What if you have half a second to stop the
extinction of the human race? What if that pivotal day to save
humanity depends on you saving your own life? Catherine’s life and
humanity’s continued existence depend on her ability and willingness
to believe in an altered, future timeline with a colony of Earth
inhabitants. It couldn’t come at a worse time. Catherine’s father dies
unexpectedly. The pressure of her research and advocacy work adds
dead weight to her life’s precarious tipping points. Catherine’s losing
battles includes sleep deprivation. Sleep eludes her, because when it
does come, she finds herself repeatedly dreaming about standing on
the same high plateau with her greyhound dog, Addy, and a stranger
(Keitha) & her dog (Murphey) surrounded by plants and animals
and insects, and then poof!
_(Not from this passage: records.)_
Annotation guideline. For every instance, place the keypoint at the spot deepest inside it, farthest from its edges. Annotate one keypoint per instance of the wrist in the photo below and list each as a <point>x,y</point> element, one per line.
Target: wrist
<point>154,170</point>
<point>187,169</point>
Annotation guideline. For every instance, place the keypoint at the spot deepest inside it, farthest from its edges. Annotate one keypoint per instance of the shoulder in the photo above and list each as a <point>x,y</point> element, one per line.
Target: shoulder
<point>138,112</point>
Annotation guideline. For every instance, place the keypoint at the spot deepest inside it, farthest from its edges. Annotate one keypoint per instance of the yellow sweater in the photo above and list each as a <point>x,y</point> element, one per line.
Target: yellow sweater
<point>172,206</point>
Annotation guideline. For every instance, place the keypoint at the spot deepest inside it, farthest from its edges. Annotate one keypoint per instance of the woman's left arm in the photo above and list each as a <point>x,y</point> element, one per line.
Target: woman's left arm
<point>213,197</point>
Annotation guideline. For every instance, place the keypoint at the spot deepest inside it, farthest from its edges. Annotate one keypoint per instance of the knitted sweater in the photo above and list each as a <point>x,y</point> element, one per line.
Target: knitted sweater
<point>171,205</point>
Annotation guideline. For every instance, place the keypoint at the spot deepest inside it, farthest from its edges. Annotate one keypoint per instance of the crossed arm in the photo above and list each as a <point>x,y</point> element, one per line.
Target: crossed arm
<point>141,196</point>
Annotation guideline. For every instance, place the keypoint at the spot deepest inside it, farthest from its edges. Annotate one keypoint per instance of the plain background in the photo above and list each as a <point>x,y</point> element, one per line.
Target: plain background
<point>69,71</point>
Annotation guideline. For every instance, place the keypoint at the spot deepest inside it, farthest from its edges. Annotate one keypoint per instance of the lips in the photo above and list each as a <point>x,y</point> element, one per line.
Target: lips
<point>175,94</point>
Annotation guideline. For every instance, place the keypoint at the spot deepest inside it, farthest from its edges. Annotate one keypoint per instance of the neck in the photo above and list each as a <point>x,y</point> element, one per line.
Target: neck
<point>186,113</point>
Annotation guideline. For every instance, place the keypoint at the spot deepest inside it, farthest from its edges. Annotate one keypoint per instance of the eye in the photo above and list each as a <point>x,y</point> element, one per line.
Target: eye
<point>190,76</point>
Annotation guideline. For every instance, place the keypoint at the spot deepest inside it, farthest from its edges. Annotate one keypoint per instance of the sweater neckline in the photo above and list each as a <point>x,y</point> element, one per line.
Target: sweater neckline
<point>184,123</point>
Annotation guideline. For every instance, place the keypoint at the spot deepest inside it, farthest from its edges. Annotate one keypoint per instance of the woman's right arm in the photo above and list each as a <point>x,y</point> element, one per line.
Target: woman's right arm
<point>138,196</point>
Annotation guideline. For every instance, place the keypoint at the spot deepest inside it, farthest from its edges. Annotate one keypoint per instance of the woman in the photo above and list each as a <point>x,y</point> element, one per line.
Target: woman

The living landscape transforms into ash.
Catherine does not suspect that she is the lynch pin, but she is the
one who must stop the Machiavellians from shifting Earth’s future
timeline, resulting in the colony’s extinction. But, because of her own
beliefs in the Hau de no sau nee (Six Nations Iroquois Confederacy)
principal that we have to consider the effect decisions have on descendants
seven generations into the future, Catherine pauses and reaches back
into her own past generations until her ancestor, Shi Ma, from the
Lipan Indian tribe, the one who passed on her family’s oral history,
reminds her that she’s connected to something beyond the people
and place of her time, her now. Catherine puts this belief to the
ultimate test when she learns that ‘the event’ is her own death. In
order to stop it, she must walk directly into its path.